Grondwet

Wat de statuten zijn voor een vereniging, is de Grondwet voor het Koninkrijk der Nederlanden. In de Grondwet is de parlementaire democratie verankerd. De Grondwet regelt de bevoegdheden van het parlement, de ministers en de Koning. Daarin staat ook hoe gemeenten en provincies moeten functioneren, hoe wetten worden gemaakt en hoe de rechtspraak in zijn werk gaat. Maar belangrijk is ook dat de grondrechten en plichten van alle Nederlanders in de Grondwet staan opgenomen.

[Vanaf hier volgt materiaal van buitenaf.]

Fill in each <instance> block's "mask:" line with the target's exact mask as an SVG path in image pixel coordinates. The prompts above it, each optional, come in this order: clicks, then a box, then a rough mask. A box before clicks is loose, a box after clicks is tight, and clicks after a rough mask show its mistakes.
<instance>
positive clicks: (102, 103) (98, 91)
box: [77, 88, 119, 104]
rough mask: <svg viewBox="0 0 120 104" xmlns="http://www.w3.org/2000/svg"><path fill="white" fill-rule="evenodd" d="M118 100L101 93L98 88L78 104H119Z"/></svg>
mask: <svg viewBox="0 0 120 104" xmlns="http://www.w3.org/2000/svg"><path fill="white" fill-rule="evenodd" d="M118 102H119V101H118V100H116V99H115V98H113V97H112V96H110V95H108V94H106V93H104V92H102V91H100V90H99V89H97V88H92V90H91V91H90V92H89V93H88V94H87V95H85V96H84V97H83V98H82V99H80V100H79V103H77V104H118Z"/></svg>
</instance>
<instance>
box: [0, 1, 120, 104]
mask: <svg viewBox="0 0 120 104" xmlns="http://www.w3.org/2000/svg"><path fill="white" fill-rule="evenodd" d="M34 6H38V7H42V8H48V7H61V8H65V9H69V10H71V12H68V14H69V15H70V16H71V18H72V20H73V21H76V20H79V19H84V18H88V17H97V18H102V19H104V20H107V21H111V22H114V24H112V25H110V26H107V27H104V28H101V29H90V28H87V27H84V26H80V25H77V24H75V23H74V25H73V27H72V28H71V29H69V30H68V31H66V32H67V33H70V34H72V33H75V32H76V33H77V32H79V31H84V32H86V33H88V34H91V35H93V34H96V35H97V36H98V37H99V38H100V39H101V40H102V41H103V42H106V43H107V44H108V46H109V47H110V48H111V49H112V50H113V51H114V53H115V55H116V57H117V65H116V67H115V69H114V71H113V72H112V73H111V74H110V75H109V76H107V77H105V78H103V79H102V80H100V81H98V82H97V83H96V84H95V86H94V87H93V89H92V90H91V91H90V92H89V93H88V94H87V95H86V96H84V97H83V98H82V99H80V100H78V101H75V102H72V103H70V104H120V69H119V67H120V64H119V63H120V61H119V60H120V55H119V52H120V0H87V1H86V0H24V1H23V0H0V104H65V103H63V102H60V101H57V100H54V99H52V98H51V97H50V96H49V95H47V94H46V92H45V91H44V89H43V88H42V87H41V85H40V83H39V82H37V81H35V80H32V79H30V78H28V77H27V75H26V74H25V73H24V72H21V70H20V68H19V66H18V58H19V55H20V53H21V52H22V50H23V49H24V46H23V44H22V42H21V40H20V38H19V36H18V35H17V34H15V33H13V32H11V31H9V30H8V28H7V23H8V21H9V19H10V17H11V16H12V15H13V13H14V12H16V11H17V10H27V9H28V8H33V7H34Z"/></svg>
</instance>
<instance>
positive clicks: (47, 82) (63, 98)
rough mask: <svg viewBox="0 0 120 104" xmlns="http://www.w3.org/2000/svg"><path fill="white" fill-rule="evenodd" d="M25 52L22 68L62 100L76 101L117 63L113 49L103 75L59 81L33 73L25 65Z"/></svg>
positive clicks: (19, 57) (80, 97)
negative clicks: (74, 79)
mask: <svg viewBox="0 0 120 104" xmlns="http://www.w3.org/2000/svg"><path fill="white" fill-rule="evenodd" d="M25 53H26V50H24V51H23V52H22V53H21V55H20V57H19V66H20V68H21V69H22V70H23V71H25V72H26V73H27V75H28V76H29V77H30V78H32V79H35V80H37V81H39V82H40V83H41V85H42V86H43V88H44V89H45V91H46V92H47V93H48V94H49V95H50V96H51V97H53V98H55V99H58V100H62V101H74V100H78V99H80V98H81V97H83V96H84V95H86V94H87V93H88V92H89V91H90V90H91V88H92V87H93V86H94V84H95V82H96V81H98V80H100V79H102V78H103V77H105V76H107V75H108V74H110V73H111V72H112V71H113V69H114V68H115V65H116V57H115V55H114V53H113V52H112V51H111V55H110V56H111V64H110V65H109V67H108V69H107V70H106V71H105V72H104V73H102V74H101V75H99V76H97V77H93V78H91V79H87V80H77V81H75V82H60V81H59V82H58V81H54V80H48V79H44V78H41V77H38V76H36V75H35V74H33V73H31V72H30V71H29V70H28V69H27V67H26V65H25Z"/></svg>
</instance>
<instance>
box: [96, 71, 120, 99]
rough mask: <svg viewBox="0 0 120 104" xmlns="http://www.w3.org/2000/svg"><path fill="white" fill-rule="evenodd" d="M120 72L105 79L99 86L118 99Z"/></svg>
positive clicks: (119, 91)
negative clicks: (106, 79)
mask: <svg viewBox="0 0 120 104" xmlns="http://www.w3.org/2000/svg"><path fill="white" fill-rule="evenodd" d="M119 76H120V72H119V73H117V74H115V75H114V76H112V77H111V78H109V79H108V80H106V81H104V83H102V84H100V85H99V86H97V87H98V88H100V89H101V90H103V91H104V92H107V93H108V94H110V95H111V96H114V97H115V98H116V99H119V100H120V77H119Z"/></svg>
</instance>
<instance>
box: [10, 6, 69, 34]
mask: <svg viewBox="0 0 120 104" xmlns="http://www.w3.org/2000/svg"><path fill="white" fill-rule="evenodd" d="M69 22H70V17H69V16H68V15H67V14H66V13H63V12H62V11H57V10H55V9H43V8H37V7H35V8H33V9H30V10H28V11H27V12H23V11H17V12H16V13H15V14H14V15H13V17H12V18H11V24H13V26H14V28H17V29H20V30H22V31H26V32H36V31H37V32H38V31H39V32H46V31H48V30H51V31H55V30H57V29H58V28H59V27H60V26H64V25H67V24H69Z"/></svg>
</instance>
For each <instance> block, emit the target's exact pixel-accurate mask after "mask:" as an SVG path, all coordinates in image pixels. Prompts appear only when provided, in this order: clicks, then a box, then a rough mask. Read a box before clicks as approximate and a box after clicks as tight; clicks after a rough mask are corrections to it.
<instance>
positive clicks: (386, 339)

Belangrijke grondrechten zijn:

  • Het recht op gelijke behandeling van iedereen die zich in Nederland bevindt. Discriminatie wegens godsdienst, levensovertuiging, politieke gezindheid, ras, geslacht of op welke grond dan ook is niet toegestaan.
  • Het recht om leden van vertegenwoordigende organen te kiezen en om zelf tot lid van die organen te worden verkozen.
  • Het recht op het vrijelijk belijden van godsdienst of levensovertuiging.
  • De persvrijheid en het recht op vrije meningsuiting.
  • Het recht om zich met anderen te verenigen, om vergaderingen te houden en te betogen.
  • Het recht op eerbiediging van de persoonlijke levenssfeer.
  • Het recht op de onaantastbaarheid van het lichaam.
  • Het brief-, telefoon- en telegraafgeheim. Alleen in uitzonderingsgevallen mag de telefoon worden afgeluisterd.
  • Het recht op eigendom en op vrijheid. Alleen de rechter mag beslissen over het ontnemen van iemands vrijheid.
  • Het recht op recht. Dat wil zeggen: iedereen kan zich tot de rechter wenden.
  • Het recht op vrije keuze van arbeid.
  • Het recht op financiële bijstand van de overheid, wanneer men zelf niet in zijn onderhoud kan voorzien.
  • De vrijheid van onderwijs.

De Grondwet geeft ook plichten aan. De overheid heeft bij voorbeeld de plicht om de werkgelegenheid te bevorderen, evenals de spreiding van de welvaart, de bewoonbaarheid van het land en de bescherming van het milieu en de volksgezondheid. De overheid schept volgens de Grondwet de voorwaarden voor maatschappelijke en culturele ontplooiing en moet voor voldoende onderwijsmogelijkheden zorgen.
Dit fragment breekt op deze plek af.